In the event of an emergency, cooling units will automatically run at maximum capacity and thereby ensure a cool facility until such time as the issue can be resolved and the data centre can return to optimal efficiency. This safety feature applies even if the Cooling Optimize module is unable to connect to or control the cooling units in question.
Providing optimal control of cooling equipment, tailored dynamically to the changing load, can dramatically reduce the running costs of a data centre.

As much as 40% of cooling energy costs can be eliminated by directing cooling effort only where it is needed and removing redundancy. Further cost savings in the
long term are delivered by efficient use of
cooling equipment. The more optimally
it is used, the less unnecessary wear
and tear is experienced and therefore the
equipment requires less maintenance yet lasts longer.
The Cooling Optimize Module provides operators with rich and detailed reports of the operations of the cooling equipment, allowing greater fine tuning and long-term planning based on the insights delivered.

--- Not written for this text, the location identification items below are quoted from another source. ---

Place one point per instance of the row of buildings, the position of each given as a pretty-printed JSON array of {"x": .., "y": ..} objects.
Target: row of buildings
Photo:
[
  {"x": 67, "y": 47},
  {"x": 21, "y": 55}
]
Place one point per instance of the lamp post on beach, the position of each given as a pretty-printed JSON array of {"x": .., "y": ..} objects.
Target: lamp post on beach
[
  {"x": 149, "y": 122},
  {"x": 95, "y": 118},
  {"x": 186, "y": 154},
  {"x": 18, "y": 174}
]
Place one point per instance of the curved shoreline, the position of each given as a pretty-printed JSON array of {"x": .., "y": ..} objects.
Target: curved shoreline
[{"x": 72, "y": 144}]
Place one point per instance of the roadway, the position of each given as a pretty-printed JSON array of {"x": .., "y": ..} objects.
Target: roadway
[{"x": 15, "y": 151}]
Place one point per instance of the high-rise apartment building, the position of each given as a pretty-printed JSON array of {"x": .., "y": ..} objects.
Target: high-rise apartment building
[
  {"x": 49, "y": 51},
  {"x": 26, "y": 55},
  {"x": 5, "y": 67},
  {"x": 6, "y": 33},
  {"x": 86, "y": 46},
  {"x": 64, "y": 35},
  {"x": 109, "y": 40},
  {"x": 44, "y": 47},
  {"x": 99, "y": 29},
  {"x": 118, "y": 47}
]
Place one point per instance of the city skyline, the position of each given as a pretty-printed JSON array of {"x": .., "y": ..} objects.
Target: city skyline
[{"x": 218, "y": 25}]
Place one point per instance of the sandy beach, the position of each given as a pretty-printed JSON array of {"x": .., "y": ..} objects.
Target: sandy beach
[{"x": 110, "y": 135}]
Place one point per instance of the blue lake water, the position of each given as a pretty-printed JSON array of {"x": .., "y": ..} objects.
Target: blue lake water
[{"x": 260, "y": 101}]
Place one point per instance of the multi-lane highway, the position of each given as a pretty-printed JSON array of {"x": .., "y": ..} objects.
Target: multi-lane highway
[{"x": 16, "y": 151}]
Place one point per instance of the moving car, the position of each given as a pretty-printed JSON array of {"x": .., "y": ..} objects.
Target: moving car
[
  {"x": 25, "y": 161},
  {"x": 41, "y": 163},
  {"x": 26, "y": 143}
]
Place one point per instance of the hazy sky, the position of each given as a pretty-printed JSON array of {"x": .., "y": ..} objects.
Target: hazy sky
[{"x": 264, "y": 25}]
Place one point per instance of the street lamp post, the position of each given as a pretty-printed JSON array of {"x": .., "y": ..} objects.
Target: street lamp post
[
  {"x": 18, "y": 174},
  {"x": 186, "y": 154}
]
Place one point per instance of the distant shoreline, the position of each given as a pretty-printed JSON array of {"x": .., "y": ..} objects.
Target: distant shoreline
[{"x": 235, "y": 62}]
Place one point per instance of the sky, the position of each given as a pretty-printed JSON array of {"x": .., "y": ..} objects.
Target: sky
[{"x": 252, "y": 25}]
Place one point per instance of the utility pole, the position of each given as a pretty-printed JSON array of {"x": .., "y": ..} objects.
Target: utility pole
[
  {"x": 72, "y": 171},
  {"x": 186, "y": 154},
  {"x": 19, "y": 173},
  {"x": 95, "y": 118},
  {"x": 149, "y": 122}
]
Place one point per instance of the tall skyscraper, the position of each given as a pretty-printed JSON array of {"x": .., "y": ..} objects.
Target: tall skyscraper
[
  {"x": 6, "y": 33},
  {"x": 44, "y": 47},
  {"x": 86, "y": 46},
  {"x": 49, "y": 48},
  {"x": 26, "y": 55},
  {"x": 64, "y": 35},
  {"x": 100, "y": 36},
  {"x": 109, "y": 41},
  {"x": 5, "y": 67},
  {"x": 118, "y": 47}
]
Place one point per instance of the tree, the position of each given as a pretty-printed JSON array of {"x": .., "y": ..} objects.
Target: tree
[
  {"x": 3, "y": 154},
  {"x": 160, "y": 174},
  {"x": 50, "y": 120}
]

A Benchmark Report verifies energy and cost savings as well as greenhouse-gas reductions achieved through the use of active cooling control. A Temperature Compliance report determines whether rack temperatures have complied with required set points, and if they have not, it also records the time period for which racks have been in violation of these limits. This allows easy detection of potential problems within a data centre so that they can be addressed before they become critical.
Conclusion
Making use of the data-collection and analysis capabilities of the Cooling Optimize module, coupled with its intelligent use of Influence Maps allows data centre operators to fine tune their operations to deliver sufficient cooling while avoiding the twin perils of over provisioning—and therefore increased cost—and overheating.